The Advocate General in Kaltoft v Billund Kommune has advised that obesity may amount to a disability for discrimination purposes.
However, his Opinion does not say that it will, or even will usually, do so.
This case was brought by Karsten Kaltoft who claimed that his employment with the Municipality of Billund as a childminder was terminated due to his obesity (he weighed over 25 stone) and that this amounted to unlawful discrimination on disability grounds. The Danish courts referred the matter to the Court of Justice.
The Advocate General has today given his Opinion in this matter. He made it clear that there is no general stand-alone prohibition on discrimination on grounds of obesity under European law. In other words it is not unlawful in itself to dismiss somebody just because he is materially overweight. The Advocate General went on to say, however, that “extreme, severe or morbid” obesity (and here we are talking where a person’s Body Mass Index is 40 or over) can amount to a disability for discrimination purposes if it creates problems in terms of mobility, endurance, mood, etc. Furthermore, the cause of the obesity is irrelevant. It does not matter whether someone became obese due to simple “excessive energy intake” (over-eating, as we used to call it) or through psychological or metabolic problems or the side-effects of medication. The focus should be on the effect and not the cause. That same focus probably means that the cut-off at a BMI of 40 would not stand up – if the same ill-effects appear in someone with a BMI of 39, it is impossible to see that a court or tribunal would disqualify him on that basis.
Where does this decision leave UK employers? First of all, it is worth pointing out that the Advocate General’s Opinion is not binding on the Court of Justice, so it is possible that the Court could reach a different conclusion, although this seems unlikely.

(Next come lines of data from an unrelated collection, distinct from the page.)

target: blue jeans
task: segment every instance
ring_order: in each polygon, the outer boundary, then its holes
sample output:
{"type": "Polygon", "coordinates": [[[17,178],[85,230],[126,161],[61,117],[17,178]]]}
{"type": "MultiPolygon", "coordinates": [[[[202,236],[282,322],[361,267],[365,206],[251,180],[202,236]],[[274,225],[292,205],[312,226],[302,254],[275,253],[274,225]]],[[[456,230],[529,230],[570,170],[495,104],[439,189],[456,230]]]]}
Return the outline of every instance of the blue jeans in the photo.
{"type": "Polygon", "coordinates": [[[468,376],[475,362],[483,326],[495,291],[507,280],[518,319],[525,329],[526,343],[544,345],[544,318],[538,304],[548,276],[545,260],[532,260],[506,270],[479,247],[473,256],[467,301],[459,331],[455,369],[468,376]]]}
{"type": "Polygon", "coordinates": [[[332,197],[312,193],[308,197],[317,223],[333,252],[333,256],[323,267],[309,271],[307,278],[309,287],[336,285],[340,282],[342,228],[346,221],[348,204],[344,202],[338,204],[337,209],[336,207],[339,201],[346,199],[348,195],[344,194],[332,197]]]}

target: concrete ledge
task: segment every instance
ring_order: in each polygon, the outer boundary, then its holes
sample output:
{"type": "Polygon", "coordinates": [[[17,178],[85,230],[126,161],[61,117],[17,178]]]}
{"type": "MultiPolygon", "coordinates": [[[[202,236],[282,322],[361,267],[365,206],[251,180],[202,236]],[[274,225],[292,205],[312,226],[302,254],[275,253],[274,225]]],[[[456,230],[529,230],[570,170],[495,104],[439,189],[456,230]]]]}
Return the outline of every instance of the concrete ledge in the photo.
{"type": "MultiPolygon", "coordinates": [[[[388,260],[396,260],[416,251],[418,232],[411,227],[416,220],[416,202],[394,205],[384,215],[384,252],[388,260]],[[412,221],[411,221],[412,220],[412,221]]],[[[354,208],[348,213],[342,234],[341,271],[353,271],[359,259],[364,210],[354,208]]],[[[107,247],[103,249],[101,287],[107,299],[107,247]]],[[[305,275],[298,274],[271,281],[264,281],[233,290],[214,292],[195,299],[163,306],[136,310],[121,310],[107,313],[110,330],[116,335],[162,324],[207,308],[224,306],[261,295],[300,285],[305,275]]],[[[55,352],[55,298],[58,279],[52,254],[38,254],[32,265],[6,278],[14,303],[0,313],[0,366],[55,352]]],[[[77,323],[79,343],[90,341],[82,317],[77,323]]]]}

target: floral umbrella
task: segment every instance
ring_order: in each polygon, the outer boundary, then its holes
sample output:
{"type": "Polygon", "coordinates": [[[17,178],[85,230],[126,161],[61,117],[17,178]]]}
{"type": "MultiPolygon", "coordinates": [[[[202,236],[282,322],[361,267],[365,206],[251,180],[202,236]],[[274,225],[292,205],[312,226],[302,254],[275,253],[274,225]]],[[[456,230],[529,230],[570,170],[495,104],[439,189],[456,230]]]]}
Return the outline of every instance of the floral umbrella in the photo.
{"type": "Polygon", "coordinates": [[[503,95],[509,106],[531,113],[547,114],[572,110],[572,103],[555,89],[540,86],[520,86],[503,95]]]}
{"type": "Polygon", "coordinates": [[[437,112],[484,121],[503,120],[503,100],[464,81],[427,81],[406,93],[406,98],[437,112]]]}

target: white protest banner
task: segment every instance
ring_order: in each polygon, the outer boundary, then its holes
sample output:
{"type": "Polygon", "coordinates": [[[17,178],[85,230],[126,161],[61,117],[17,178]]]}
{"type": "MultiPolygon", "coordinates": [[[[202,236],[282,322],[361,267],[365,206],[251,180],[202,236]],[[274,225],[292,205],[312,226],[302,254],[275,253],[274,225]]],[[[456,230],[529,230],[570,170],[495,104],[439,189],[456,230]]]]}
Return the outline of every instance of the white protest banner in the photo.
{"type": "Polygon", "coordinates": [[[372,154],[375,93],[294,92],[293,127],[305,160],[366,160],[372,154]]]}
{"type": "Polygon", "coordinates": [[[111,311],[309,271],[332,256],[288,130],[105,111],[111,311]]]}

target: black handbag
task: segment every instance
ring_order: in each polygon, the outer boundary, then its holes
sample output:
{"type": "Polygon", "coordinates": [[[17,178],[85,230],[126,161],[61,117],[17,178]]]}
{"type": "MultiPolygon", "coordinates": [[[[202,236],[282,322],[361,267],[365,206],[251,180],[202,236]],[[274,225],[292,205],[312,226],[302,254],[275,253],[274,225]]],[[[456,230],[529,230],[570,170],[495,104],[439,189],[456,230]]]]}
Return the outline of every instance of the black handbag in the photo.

Secondly, this decision does go slightly further than existing UK case law, in that the Advocate General was prepared to accept that obesity in itself can amount to a disability if it is of such a degree as to hinder full participation in professional life on an equal footing with other employees. Last year in Walker v Sita Information Networking Computer Ltd the EAT was not prepared to go this far, although it did concede that being obese is more likely to make someone disabled.
From a practical perspective, if severe obesity can amount to a disability, it means that employers will have obligations under the Equality Act 2010, including the duty to make reasonable adjustments. The Advocate General himself said that whilst employers are not obliged to continue employing someone who is unable to carry out the essential functions of his job, they are required to make reasonable adjustments unless the burden would be disproportionate. This is likely to be of most concern to employers.
With almost 25% of UK adults classed as clinically obese (a BMI of 30 or more) this decision is of obvious interest to employers. Having said that, the Advocate General did make it clear that it will only be those employees who are severely obese that will be treated as disabled for discrimination purposes and it is not the case that everyone who is clinically obese will now be able to bring successful disability discrimination claims if dismissed or treated unfavourably. Furthermore, if an employee is morbidly obese the chances are that he is suffering from other health conditions which are likely to amount to disabilities in their own right.